Sport : Entspannung jenseits der Gefahrenzone

Christoph Kieslich

Vor zehn Tagen hat das noch ganz anders ausgesehen. Da kehrte Volker Finke gerade vom Eröffnungsspiel des Afrika-Cups heim, und was Liberia und Mali beim müden 0:0 auf den Rasen im Stadion des 26. Mai gebracht hatten, durfte die Hoffnung nähren, dass der SC Freiburg seine beiden malischen Nationalspieler bald wieder für den Bundesliga-Alltag zur Verfügung haben würde. Nachdem jedoch Mali mit maßgeblicher Hilfe von Boubacar Diarra und Soumaila Coulibaly nun die Vorrunde ungeschlagen durchquert hat, können die beiden weder heute Nachmittag in Berlin noch am Dienstag gegen Wolfsburg für den SC Freiburg spielen. Und wenn Mali das Viertelfinale gegen Südafrika gewinnt, werden sie noch eine Woche länger fehlen.

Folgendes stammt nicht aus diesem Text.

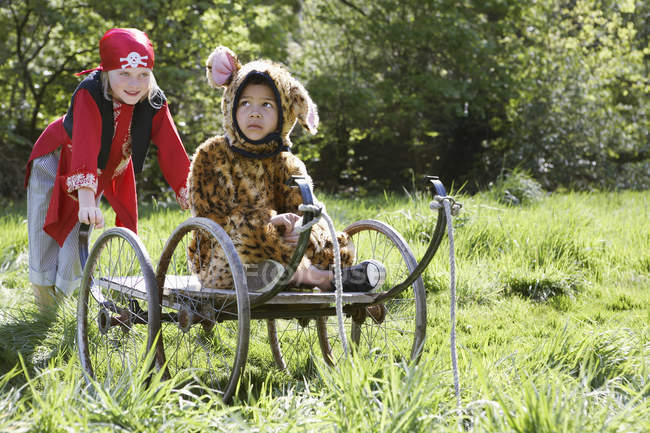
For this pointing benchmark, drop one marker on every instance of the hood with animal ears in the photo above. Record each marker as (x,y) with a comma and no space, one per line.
(223,69)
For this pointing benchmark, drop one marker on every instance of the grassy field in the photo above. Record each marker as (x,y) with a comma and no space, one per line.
(553,330)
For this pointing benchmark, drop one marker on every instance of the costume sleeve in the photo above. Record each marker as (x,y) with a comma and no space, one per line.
(86,142)
(172,157)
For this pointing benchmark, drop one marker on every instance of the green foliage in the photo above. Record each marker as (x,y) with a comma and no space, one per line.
(571,356)
(462,89)
(579,116)
(516,187)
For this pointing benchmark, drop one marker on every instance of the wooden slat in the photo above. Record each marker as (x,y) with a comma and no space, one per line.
(190,286)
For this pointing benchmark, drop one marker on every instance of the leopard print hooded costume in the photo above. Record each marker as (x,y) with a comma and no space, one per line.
(241,184)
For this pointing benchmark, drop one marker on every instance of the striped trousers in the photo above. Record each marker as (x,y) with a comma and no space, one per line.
(49,264)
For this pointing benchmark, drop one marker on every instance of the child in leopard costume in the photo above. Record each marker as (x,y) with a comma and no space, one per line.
(241,179)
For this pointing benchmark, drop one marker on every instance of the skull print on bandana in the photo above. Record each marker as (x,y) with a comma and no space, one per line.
(134,60)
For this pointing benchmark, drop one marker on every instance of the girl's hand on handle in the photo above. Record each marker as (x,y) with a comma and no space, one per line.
(285,223)
(89,213)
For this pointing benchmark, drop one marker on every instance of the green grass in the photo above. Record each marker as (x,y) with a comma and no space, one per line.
(553,334)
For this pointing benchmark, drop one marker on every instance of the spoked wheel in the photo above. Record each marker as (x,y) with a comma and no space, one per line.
(116,325)
(205,331)
(395,328)
(294,343)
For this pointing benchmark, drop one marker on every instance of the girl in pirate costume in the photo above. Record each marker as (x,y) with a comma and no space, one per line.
(241,181)
(95,150)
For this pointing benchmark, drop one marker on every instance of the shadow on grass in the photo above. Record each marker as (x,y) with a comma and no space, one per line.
(38,338)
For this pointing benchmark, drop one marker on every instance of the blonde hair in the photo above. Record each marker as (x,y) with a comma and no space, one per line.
(154,90)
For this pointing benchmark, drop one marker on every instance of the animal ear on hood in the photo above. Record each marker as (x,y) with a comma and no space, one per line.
(220,67)
(304,108)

Aber was den Freiburger Cheftrainer vor ein paar Tagen noch gesorgt hätte, findet er plötzlich einfach "wunderbar". Mittelfristig, vermutet Finke, "wird sich das auch für uns positiv auswirken, wenn die beiden mit einem Erfolgserlebnis beim Afrika-Cup nach Freiburg zurückkommen". Dass in Freiburg die eigene Situation mit einigermaßen Gelassenheit eingeschätzt wird, hängt natürlich mit dem geglückten Wiedereinstieg ins Punkterennen zusammen. Dazu steuerte der Verein selbst ein 2:0 gegen Nürnberg bei, und dahinter passte alles in die Zwischenbilanz, die nun sieben Punkte Abstand zur Gefahrenzone ausweist. Ein kommodes Polster - da kann Finke noch so sehr die "überhaupt noch nicht beruhigende" Tabellensituation beschwören.

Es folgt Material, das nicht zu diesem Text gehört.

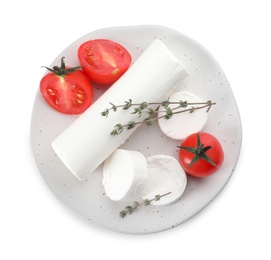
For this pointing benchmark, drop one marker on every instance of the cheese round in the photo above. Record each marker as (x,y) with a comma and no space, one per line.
(125,174)
(180,125)
(165,175)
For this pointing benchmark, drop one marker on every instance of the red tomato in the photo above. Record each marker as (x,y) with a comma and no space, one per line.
(67,90)
(103,61)
(201,154)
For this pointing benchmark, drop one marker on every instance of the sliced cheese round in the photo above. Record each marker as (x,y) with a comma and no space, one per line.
(180,125)
(125,174)
(165,175)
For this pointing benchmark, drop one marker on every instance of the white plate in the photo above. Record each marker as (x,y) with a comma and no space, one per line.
(206,80)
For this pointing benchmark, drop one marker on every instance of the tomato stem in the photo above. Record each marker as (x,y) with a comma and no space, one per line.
(62,71)
(199,151)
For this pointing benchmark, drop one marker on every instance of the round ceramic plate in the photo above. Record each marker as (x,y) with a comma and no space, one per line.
(206,80)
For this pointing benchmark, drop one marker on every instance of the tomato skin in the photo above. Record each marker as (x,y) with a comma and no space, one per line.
(201,168)
(103,61)
(69,94)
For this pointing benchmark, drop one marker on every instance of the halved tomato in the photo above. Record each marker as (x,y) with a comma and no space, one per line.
(103,61)
(67,90)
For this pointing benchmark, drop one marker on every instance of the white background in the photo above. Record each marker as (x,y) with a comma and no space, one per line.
(34,224)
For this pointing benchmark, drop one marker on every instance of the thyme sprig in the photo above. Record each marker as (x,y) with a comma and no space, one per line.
(152,114)
(131,208)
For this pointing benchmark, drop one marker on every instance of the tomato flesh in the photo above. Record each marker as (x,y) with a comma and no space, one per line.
(103,61)
(201,168)
(69,94)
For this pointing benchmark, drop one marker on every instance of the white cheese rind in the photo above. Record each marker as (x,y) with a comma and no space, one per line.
(165,175)
(179,126)
(125,174)
(87,142)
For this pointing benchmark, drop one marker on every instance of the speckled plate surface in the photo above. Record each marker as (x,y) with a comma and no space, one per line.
(206,80)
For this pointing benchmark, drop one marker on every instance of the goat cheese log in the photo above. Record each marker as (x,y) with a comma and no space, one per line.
(87,142)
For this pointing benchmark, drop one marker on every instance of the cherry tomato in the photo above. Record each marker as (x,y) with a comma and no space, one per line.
(201,154)
(67,90)
(103,61)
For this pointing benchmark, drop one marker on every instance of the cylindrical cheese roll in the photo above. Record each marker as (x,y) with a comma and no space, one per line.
(87,142)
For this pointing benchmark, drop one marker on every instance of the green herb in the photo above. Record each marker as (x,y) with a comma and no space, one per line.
(130,209)
(152,114)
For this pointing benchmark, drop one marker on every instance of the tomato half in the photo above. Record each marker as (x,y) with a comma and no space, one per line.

Vielleicht vertraut er noch nicht endgültig auf die Stabilität einer Mannschaft, von der die Hälfte der Spieler in der Hinserie nicht zum Stamm gehörte. Junge Spieler wie Benjamin Kruse wickeln jetzt die anspruchsvolle, weil nicht abgesicherte Arbeit als Innenverteidiger ab oder drängen wie Stürmer Florian Bruns nach lang anhaltendem Formtief zurück ins Team. Da kann es sich Finke leisten, Oumar Kondé nach überwundenem Mittelfußbruch heute im Berliner Olympiastadion erst einmal auf die Bank zu setzen. Ibrahim Tanko und Adel Sellimi bleiben in Freiburg und kurieren ihre Malaisen aus. Ginge es sportlich enger zu, das deutete Finke an, wären beide nicht geschont worden.

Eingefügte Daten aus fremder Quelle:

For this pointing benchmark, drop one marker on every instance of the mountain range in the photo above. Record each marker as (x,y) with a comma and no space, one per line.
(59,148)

Auch eine andere Rechnung, bei der vor der Winterpause öffentlich munter mitgezählt werden durfte, scheint aufzugehen. Sebastian Kehl lässt sich nun ein Millionengehalt von Borussia Dortmund zahlen, der SC Freiburg streicht gut drei Millionen Euro Ablöse ein. Finke hatte im kleinen Zirkel der Entscheidungsträger auf eine vorzeitige Trennung gedrängt - aus mannschaftshygienischen Gründen. "Es gibt kein mit oder ohne Kehl sind wir schlechter oder besser. Sebastian war eine Option in unserem Spiel", sagt Finke. "Es hat sich gelohnt mit ihm zusammenzuarbeiten. Er hat profitiert, wir haben profitiert." Und so wendet sich der Trainer seiner Aufgabe zu, "dass mit den vorhandenen Optionen eine möglichst gute Mannschaft auf dem Platz steht". Denn ein Sieg in Berlin fehlt in der Bundesligavita des SC Freiburg noch.